Suddenly, everything worked better. No fear of a dead battery. Perfect readability in any light. My phone stayed safely in my pocket, ready for taking photos and looking sights up. The simple paper list did exactly what I needed – nothing more, nothing less.

This on the road experience brought me back to Michael Gurstein’s work on “effective use” of information and communication technology. Gurstein argued that having access to technology isn’t the same as using it effectively. Effective use happens when technology genuinely improves outcomes for people and communities, not when we simply use the most advanced tool available.

My paper navigation slip was a great example of this principle. I’d used sophisticated digital route planning where it excelled – processing complex network data and optimization calculations. But for the execution phase, analog technology proved to be superior given the constraints of cycling: weather exposure, power limitations, and multitasking needs.
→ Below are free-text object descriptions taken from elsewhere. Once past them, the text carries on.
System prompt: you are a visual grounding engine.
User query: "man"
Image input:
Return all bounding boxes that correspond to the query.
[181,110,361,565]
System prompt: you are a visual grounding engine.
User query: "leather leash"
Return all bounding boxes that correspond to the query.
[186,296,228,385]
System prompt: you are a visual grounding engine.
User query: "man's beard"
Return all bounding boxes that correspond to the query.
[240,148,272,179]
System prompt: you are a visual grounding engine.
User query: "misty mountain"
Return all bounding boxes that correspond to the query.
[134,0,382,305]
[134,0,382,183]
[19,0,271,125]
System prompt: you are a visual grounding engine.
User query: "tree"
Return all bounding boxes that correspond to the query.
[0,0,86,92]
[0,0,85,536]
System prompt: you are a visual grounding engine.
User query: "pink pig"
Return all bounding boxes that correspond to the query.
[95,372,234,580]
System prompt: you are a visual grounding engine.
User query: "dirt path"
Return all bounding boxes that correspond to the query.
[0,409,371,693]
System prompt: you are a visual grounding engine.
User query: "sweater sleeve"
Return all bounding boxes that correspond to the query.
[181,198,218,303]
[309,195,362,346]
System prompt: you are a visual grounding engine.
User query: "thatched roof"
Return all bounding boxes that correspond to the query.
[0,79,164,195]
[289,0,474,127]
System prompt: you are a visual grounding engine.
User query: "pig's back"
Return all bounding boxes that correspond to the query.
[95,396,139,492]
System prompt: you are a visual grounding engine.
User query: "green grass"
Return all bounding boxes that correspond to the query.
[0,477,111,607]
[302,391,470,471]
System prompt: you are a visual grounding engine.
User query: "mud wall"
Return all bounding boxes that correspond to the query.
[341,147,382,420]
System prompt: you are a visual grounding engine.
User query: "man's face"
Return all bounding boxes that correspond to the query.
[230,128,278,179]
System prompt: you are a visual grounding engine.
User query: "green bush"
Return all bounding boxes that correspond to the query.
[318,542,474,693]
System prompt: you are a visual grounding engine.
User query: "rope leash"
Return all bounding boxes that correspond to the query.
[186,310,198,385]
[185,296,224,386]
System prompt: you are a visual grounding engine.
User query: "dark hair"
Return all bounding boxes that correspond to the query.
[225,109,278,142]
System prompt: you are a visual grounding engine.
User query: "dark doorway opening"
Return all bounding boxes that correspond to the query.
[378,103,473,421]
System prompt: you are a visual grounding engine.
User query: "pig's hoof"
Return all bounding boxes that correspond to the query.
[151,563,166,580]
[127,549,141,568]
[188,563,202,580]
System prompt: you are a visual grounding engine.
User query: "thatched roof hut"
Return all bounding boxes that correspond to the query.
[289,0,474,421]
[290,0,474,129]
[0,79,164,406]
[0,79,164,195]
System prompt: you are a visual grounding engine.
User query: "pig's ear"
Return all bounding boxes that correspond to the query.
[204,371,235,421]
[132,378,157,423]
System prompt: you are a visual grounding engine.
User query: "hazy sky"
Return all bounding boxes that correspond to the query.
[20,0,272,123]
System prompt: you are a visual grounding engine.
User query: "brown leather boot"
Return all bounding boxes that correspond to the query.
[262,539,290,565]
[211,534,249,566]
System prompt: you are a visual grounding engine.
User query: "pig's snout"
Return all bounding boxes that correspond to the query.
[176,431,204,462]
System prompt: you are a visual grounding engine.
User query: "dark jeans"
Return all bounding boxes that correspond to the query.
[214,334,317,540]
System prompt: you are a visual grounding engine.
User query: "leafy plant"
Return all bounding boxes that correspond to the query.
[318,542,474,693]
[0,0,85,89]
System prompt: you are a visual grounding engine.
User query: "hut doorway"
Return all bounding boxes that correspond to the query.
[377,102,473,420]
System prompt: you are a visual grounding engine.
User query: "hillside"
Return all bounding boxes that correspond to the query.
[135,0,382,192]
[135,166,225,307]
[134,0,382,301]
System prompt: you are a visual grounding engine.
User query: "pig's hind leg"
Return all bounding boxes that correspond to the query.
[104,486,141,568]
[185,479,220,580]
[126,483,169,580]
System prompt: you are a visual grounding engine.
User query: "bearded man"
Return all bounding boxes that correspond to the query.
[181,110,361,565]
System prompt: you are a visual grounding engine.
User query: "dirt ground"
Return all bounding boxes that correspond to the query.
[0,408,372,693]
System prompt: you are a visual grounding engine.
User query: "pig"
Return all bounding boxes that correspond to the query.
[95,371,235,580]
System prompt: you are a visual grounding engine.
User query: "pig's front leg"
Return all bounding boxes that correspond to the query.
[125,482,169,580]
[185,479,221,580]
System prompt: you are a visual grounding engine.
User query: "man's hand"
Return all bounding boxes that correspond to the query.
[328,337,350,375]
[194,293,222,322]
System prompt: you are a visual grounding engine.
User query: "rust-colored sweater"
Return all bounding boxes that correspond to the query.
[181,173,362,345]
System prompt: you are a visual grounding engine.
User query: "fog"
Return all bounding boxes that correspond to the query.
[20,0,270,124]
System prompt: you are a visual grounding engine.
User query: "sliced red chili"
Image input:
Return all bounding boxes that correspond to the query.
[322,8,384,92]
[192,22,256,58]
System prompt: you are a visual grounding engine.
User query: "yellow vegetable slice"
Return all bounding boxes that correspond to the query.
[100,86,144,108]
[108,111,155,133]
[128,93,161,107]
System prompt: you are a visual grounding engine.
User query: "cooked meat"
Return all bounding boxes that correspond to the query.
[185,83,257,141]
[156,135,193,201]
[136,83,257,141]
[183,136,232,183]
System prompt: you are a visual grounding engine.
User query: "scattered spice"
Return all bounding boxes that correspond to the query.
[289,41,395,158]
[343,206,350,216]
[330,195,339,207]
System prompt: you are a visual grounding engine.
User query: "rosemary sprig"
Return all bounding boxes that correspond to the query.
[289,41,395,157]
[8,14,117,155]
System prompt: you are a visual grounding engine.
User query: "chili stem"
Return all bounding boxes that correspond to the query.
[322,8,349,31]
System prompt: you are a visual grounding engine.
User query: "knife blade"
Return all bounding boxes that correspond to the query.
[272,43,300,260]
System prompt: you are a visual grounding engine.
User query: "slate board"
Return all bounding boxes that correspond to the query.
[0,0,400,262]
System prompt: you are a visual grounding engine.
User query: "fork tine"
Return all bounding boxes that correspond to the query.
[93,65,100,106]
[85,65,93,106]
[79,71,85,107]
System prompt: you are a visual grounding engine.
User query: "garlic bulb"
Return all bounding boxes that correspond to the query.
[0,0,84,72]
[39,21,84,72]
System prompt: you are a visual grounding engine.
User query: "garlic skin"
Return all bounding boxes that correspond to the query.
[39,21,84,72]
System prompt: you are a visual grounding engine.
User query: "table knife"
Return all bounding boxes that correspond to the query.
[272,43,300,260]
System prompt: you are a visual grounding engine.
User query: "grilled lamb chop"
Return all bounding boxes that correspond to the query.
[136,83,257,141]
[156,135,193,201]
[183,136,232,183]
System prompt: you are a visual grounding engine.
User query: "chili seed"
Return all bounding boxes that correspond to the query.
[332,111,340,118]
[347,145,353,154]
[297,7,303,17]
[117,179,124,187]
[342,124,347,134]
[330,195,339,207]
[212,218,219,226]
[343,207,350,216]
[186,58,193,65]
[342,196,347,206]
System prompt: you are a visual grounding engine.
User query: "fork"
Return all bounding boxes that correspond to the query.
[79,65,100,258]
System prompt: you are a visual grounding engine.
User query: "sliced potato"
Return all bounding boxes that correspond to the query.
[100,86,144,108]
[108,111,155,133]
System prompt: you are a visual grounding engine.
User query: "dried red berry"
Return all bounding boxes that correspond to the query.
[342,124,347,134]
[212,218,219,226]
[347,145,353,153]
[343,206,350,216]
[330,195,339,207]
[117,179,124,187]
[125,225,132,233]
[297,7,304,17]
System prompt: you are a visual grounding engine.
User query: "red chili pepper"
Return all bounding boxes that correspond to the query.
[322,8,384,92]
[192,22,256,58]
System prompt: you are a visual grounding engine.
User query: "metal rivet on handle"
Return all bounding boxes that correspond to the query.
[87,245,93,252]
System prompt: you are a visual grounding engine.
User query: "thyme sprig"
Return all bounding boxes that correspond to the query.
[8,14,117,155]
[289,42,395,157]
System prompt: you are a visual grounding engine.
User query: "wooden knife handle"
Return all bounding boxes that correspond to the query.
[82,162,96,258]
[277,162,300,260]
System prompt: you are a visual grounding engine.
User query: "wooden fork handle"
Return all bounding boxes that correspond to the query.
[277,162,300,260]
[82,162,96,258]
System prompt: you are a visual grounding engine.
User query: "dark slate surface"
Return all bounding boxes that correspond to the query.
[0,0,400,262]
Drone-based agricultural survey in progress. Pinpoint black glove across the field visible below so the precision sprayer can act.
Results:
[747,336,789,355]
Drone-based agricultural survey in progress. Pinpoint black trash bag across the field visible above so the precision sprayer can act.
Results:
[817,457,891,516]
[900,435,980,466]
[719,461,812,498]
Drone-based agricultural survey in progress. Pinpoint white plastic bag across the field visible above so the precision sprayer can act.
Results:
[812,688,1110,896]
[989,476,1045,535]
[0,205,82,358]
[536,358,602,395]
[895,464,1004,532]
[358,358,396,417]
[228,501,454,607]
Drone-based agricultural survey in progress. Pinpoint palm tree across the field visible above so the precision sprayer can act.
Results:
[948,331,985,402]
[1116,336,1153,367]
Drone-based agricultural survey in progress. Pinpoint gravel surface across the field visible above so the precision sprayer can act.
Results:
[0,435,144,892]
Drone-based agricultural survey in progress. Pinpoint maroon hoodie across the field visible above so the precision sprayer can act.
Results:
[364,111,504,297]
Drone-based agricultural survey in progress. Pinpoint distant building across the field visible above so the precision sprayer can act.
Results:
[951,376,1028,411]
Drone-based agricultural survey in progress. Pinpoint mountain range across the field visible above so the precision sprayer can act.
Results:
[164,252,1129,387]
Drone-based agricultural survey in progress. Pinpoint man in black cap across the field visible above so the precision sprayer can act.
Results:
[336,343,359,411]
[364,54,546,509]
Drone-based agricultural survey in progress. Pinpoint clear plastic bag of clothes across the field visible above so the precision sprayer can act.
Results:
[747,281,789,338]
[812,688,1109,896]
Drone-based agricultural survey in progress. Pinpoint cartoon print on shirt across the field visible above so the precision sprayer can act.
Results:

This connects to what E.F. Schumacher calls “appropriate technology”: the idea of matching tools and solutions to actual use contexts, rather than defaulting to whatever is newest or most feature-rich. The concept argues that sometimes the most effective solution means consciously choosing simpler or less advanced technology to better serve real practical needs and the local context, rather than merely pursuing technological progress for its own sake.

There’s also something here about what Susan Leigh Star and James R. Griesemer originally called “boundary objects”: things that bridge different domains effectively. My handwritten route list became a perfect boundary object in their sense, translating digital planning into a format optimized for physical navigation.

Furthermore, this resembles what Peter Pirolli and Stuart Card called “information foraging theory”: just like animals adapt their foraging to local conditions, we instinctively optimize information-seeking to minimize effort and maximize payoff. That piece of paper was a perfect solution: it imposed zero cognitive overhead while cycling, even with a smartphone full of mapping capabilities beckoning me from my pocket.

What this means in practice

  • Context shapes everything: The right solution depends on your actual constraints and environment, not on what’s newest or most advanced.
  • Hybrid approaches work: Use digital where it adds advantage, analog where it’s simpler or more robust—there’s no rule you must stick with one medium.
  • Simple often wins under pressure:  In challenging or unpredictable situations, straightforward solutions usually work better than complicated ones.
  • Question your defaults: Just because you can use the high-tech solution doesn’t mean you should
  • User agency matters: The most effective tool is often the one you tweak or adapt to fit your needs best.

Sometimes really less is more and the most innovative thing you can do is reach for a pencil and paper. Where in your own life could you benefit from mixing high-tech planning with low-tech execution (or maybe the other way around)? What advanced tools do you use because they’re supposedly better, rather than because they actually work better for your specific situation?